The Kid burst onto the baseball scene in the 1990s with a sweet swing and a charming smile, doing his part alongside grunge rock, Starbucks and Microsoft to put Seattle on the map.
Now, 22 years after the Mariners drafted him No. 1 overall, Griffey is calling it a career, no longer OK with being merely a clubhouse presence and a sub-.200 hitter (.184 in 2010, to be exact).
Griffey wasn’t at the ballpark on Wednesday, June 2, and his retirement announcement came via prepared statement. He talked about not wanting to be a distraction, and about leaving of his own will.
It was certainly a subdued way to say goodbye to one of Seattle’s all-time great sports personalities, the guy who brought fun, and winning, to a team that had been in short supply of both.
If Griffey went out like a lamb, though, let’s not forget he came in like a lion.
His charisma, big bat and that ever-present backwards ballcap helped revive a struggling franchise that was thisclose to relocating out of the Northwest. Many pro athletes possess features that make them likable to fans; Griffey’s playful attitude and immense talent made him lovable, especially in Seattle.
It’s tough to measure Junior’s impact on the Mariners, but consider this: The franchise opened for business in 1977. The M’s drafted Griffey in 1989. Two years later, the team had its first winning season – ever. That’s 14 years of sub-.500 ball. In 1995, the Mariners won their first American League Division Series, and in 2001, the team set a club record with 116 regular-season wins.
Griffey was already gone to Cincinnati by the ’01 season, traded to the Reds so he could play for his hometown team, but he played a direct role in Seattle’s earlier milestones and, perhaps, an indirect role in that latter one.
Winning is, as much as anything, a culture, something that must be learned, practiced and expected in order to be achieved often, and before Junior came to town, Seattle had not even graduated to the learning stage of that process.
Griffey played in 127 games his rookie season, hitting 16 home runs and 61 RBIs, and he hardly looked back after that. By the late ’90s, he was topping 40 homers and 140 RBIs per season, turning in back-to-back seasons with 56 home runs in 1997 and 1998, with 147 RBIs the first year and 146 the next.
Griffey leaves the game with 630 homers and an all-but-certain first-ballot ticket to the Hall of Fame.
He showed flashes of brilliance after leaving Seattle in 2000, belting 40 homers that season for the Reds and 35 in 2005, but injuries kept him from setting the MLB records many thought he would crush. He played for the Chicago White Sox in 2008 before returning to Seattle in 2009.
Junior insisted his role with the Mariners would be that of a mentor to Seattle’s younger players, and he also took on the unofficial role of clubhouse prankster. He performed both duties the same way he approached being a slugger earlier in his career – with an effort that appeared to be effortless and a smile that flashed easily and often.
Just like in his heyday, you got the sense that Junior was simply having more fun than anyone else.

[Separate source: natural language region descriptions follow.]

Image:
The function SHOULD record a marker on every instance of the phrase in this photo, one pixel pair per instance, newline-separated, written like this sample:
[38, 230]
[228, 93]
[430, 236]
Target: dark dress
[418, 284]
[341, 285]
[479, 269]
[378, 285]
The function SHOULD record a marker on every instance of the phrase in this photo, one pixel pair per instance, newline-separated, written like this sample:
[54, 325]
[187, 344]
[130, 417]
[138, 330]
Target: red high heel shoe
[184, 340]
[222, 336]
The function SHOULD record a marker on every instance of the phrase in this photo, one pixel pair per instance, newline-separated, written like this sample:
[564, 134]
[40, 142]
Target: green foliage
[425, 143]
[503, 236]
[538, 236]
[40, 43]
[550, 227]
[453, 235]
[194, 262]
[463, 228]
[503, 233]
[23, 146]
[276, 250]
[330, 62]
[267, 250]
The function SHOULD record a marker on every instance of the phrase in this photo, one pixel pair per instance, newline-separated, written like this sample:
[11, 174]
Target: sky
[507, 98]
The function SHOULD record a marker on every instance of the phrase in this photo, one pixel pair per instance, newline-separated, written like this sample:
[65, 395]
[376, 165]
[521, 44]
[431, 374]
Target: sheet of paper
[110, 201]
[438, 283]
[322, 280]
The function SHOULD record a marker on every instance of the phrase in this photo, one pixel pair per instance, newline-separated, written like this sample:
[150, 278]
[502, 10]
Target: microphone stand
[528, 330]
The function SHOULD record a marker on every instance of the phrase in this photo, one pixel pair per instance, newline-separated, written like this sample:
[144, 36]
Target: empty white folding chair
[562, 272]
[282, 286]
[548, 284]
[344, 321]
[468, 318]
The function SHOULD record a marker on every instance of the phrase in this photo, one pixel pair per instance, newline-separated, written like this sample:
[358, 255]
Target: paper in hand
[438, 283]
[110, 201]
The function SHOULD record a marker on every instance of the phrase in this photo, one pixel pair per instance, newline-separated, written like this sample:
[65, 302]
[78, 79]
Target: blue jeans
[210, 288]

That all changed in 2010, as The Kid’s bat finally started to show his age, practically begging for a new nickname for the 40-year-old former slugger.
Griffey wasn’t playing as much, hadn’t hit a home run in 98 at-bats and there was the matter of that .184 average – 100 points below his career mark.
If Griffey was disgruntled over not getting playing time, he never said so. He knew his place with the team, and insisted he didn’t want to be a distraction.
The game clearly was just no longer fun for him – a sad thing for Mariners fans, considering how fun he made it for them, for so many years.